College sucks now. Its different. The quality is down, the number of grads is way up. My college went on a "admit 5,000 more students, hire no additional faculty!!!" idea, as if it was the most brilliant thing ever. Aggregate GPA's, graduate school admissions, internships all plummeted as did the 4-year graduation rate.
 

CPA

Elite Member
Nov 19, 2001
30,322
4
0
$500 per month in student loans? I'm guessing he went to a good college then why is he working at McD?

I wonder if that guy is also protesting the condominium and the caterer, because I can guarantee he's not making much more than $8.50/hour at both of those places.
 

slag

Lifer
Dec 14, 2000
10,473
81
101
The amount of McDonald's everybody eats I'm not very surprised about this.
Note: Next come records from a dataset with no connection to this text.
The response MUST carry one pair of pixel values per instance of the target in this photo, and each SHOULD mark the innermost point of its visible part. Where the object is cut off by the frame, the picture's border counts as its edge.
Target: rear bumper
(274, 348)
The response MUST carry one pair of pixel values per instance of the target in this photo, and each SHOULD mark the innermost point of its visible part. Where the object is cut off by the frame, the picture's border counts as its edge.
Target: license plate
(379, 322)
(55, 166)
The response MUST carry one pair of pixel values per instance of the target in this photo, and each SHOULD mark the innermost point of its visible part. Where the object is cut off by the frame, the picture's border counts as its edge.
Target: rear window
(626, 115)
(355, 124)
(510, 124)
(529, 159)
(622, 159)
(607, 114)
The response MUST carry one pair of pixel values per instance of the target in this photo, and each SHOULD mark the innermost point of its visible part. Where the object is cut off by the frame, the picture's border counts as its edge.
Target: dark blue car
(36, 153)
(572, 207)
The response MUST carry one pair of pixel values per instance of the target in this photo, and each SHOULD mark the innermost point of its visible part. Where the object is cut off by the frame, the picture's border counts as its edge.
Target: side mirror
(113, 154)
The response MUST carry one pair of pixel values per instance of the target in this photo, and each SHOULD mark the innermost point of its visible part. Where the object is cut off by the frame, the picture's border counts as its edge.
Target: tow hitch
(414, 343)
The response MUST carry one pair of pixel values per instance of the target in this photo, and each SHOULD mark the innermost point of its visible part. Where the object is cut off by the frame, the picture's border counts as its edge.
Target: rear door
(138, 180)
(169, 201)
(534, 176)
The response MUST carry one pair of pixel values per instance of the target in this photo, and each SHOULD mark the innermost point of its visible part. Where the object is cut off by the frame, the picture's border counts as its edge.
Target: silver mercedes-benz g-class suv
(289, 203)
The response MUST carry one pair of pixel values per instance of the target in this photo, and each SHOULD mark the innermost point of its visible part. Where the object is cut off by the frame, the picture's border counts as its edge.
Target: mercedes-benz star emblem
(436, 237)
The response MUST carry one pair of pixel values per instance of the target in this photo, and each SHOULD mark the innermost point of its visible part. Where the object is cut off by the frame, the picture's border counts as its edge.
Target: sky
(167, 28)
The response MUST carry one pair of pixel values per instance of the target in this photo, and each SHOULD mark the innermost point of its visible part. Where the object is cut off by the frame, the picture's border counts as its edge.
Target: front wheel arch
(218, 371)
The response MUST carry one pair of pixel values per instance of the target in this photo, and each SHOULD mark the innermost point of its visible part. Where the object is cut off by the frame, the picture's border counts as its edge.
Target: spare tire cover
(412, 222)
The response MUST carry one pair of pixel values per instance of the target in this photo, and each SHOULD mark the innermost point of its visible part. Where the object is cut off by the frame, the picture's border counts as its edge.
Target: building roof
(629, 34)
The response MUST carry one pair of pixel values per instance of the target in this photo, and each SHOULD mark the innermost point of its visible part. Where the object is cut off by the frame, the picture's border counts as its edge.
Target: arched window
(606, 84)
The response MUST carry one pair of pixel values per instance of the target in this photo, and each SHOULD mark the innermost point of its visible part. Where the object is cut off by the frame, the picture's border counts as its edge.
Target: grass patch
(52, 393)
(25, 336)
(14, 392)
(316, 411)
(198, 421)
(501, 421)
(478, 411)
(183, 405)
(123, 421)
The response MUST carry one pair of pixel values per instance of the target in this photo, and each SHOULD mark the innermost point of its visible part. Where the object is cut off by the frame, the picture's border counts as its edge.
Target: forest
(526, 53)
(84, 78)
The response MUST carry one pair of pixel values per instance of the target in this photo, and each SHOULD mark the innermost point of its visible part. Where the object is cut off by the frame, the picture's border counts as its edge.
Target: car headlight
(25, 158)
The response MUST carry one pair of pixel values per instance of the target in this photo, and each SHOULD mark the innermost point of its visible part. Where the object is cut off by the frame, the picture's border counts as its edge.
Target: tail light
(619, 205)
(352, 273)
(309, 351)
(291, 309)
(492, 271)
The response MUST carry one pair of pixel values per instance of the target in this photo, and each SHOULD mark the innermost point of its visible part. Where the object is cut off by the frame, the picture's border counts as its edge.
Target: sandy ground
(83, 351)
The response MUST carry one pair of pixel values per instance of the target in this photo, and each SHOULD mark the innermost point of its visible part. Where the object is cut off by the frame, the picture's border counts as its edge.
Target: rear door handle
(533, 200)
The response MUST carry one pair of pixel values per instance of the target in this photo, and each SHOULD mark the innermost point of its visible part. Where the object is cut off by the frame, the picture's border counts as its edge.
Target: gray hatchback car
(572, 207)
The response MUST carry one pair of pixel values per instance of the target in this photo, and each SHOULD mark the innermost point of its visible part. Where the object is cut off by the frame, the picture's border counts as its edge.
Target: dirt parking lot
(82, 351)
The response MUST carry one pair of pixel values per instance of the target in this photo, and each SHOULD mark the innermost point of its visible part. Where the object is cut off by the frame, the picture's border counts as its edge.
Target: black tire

McDonald's restaurants go up so fast you'd never know they were building more until you go down a road you travel everyday and one day notice a brand new McD's out of nowhere. Aliens.

There are more subway restaurants in the US than McDonalds.
 

KeithTalent

Elite Member | Administrator | No Lifer
Administrator
Nov 30, 2005
50,231
118
116
$15/hour for completely unskilled braindead labour? Yeah, right...

KT
 

Sixguns

Platinum Member
May 22, 2011
2,258
2
81
The McD here in town has a greeter! Really? The last time I went there over 2 years ago, this lady was walking around talking to everybody as the ate. Why would you pay somebody to do this?
 

PokerGuy

Lifer
Jul 2, 2005
13,650
201
101
Every single one of the idiots protesting should be immediately fired. Guess what, it's a simple supply and demand issue. There is an ample supply of people with no particular training or in-demand skillset...... logically the pay for those jobs will not be very high. Only union idiots would think it logical to pay more to people than the value of their contribution to the organization.